[Met_help] [rt.rap.ucar.edu #38708] History for Applying thresholds in MET

Fri Mar 18 11:15:47 MDT 2011

----------------------------------------------------------------
  Initial Request
----------------------------------------------------------------

John,

There's one other option I wanted to mention to you - can't remember if I've mentioned this before or not.  In the config file, you can specify a verification masking region as a data mask - i.e. a
field of data and a threshold.  The typical example is specifying a topographical field and only looking at points greater than some elevation. But you could also specify the wind speed field that
you're verifying and a threshold value.  Only those points meeting that threshold criteria will be included in the verification "masking" area. That'd allow you to condition your evaluation on the
forecast values.

This actually is the first time this issue of filtering matched pairs has been raised.  Tressa Fowler (tressa at ucar.edu), the project lead for MET, and I were talked this afternoon about some options.
We do realize that the tools we have for verification of winds are less than ideal, but we've had a hard time coming up with a satisfactory approach.  I know Tressa would be happy to talk to you
about it and get a better sense of what evaluation methods would be most useful for the wind energy community.

At this point, this step of filtering matched pairs before computing continuous statistics is not on our list for the next release.  But we'll give it some more thought.  It certainly seems like a
reasonable thing to do.  But we'd need to hammer out the scientific and implementation details before adding it.

Thanks,
John

John Henderson wrote:
Thanks John.

I'm playing with this right now. It seems to be working okay.

BTW, are there plans to implement proper thresholding in the next
release?

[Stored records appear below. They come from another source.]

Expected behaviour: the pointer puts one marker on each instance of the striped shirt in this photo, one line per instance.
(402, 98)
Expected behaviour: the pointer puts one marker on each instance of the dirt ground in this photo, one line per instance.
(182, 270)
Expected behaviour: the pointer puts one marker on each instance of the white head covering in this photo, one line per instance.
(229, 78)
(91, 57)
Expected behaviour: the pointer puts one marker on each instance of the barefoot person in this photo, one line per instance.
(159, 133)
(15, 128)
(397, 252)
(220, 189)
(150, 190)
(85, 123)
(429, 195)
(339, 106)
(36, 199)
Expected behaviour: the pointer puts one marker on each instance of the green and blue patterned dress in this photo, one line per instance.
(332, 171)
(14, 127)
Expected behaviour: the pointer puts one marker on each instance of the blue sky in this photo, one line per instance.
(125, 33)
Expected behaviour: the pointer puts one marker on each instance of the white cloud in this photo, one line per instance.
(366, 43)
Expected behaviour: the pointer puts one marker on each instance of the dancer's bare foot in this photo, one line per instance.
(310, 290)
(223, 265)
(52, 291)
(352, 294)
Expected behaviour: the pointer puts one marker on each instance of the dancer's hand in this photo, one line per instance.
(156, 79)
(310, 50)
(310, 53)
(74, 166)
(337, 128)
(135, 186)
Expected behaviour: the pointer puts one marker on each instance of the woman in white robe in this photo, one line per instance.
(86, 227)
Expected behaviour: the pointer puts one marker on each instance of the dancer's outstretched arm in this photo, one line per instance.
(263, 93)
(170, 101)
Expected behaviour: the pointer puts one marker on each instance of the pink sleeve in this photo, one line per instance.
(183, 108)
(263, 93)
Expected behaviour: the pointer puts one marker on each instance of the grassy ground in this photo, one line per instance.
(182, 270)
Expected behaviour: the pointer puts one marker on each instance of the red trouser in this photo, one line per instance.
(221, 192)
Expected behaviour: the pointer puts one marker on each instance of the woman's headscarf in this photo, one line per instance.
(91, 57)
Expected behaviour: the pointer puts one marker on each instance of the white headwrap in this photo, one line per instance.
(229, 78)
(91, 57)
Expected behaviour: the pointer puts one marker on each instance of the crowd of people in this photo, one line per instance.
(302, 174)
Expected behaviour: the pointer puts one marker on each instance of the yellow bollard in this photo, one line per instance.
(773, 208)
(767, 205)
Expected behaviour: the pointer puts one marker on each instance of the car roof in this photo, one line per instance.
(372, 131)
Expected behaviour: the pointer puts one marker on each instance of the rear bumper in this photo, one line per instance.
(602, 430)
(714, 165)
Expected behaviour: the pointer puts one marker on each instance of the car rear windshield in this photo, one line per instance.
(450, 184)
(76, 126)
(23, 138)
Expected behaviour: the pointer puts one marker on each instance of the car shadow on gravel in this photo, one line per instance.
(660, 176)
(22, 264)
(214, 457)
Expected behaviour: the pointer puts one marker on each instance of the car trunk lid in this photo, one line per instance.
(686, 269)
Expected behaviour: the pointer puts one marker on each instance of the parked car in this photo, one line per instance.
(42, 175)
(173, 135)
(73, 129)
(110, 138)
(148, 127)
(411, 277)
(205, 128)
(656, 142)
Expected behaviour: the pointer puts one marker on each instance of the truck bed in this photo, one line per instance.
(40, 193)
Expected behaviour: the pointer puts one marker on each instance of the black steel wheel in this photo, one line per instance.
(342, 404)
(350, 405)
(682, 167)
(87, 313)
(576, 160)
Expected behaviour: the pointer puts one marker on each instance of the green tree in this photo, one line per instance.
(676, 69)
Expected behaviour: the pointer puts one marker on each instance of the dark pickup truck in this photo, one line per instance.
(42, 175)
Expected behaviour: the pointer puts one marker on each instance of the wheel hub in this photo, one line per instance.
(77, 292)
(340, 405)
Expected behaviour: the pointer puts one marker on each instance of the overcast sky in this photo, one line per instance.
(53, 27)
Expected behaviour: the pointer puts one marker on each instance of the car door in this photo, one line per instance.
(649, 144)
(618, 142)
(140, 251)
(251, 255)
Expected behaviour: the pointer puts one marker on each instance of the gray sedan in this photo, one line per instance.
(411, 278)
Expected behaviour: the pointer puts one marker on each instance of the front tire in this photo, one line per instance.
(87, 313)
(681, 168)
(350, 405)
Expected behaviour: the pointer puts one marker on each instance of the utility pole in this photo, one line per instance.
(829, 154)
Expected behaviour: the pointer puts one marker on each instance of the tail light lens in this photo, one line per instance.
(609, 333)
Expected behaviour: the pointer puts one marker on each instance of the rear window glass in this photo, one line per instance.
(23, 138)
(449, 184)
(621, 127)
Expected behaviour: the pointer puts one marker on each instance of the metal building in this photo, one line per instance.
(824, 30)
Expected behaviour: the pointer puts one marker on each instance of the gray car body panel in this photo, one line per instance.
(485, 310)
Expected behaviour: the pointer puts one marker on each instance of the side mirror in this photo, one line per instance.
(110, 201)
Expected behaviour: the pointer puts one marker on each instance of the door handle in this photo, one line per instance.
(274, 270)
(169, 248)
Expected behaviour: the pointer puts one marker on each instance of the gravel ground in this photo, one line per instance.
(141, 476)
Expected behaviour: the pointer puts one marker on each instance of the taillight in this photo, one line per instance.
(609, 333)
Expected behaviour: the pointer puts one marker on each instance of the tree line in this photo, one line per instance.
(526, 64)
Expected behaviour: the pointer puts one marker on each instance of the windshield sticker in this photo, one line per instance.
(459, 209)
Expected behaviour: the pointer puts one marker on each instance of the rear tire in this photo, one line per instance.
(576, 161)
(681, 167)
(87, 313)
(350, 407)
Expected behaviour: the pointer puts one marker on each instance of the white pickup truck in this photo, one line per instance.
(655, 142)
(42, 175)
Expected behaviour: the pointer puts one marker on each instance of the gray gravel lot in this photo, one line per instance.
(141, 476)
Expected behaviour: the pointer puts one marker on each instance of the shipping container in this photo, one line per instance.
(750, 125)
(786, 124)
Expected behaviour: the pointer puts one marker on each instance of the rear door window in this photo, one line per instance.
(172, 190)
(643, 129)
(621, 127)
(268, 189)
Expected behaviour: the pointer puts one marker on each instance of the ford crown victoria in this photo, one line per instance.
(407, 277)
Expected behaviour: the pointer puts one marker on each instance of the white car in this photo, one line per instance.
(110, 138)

That probably would be useful (especially for me!).

Thanks, and let me know if you have any questions regarding the madis
code we supplied.

Cheers,

John

John Halley Gotway wrote:
John,

Sorry for the delay in getting back to you.

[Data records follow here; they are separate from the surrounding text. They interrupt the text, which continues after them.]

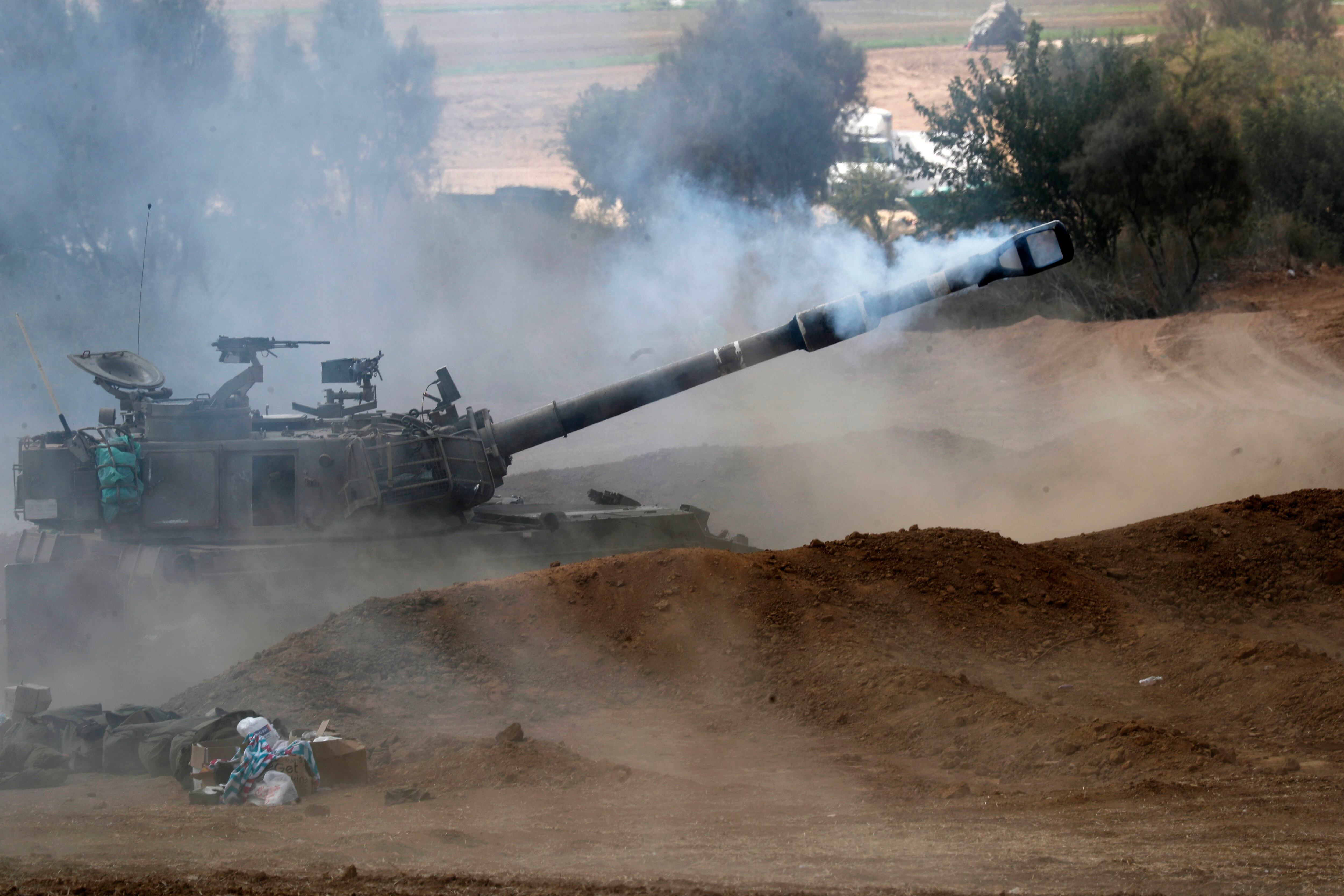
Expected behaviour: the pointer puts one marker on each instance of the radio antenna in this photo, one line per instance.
(50, 391)
(140, 304)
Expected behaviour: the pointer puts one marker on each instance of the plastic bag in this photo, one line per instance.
(276, 789)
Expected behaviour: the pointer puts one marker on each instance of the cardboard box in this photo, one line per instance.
(298, 772)
(214, 750)
(341, 762)
(209, 797)
(26, 700)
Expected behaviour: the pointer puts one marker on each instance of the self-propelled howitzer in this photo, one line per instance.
(213, 529)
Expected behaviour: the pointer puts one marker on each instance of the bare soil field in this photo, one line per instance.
(510, 72)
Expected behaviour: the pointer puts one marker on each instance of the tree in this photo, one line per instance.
(748, 104)
(866, 197)
(1160, 171)
(1007, 138)
(1296, 150)
(1302, 21)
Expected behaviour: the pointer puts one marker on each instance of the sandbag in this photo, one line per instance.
(83, 743)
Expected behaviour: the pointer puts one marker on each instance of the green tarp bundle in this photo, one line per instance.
(25, 766)
(119, 476)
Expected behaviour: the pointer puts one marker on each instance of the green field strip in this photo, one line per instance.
(631, 6)
(548, 65)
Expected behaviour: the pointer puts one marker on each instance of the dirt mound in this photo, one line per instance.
(936, 655)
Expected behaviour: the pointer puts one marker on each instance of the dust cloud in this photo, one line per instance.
(1037, 430)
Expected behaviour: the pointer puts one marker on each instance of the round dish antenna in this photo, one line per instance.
(126, 370)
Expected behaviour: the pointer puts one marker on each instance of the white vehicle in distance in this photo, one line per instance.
(869, 140)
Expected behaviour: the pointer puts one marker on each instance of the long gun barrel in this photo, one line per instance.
(1025, 254)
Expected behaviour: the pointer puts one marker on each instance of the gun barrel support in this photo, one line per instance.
(1027, 253)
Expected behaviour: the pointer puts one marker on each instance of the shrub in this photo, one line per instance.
(866, 195)
(1009, 138)
(1162, 173)
(1296, 151)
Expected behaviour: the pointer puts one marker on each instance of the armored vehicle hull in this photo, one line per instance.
(185, 534)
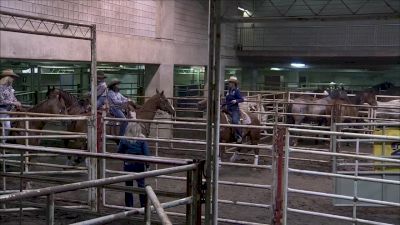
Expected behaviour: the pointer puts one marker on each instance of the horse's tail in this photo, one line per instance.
(289, 118)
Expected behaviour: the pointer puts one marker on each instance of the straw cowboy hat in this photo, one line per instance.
(233, 79)
(100, 75)
(114, 82)
(8, 73)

Mathematically, it is possible to use the VL1L2 lines to compute a
wind speed.  However, for each VL1L2 line, you'd only get one wind
speed value.  Suppose for example that each time your run
Point-Stat, you verify over the continental U.S.  For each run, you
get 1 VL1L2 line that could be used to compute an "average" wind speed
and direction.  There's a lot of cancellation going on there.
If the winds are blowing very strongly in one direction at half the
grid points, and just as strongly in the opposite direction at the
other grid points, the wind speed derived from the VL1L2 line
would be zero.

It sounds like you want to be able to filter the fcst-obs matched
pairs and see how the performance changes as the wind speed gets larger.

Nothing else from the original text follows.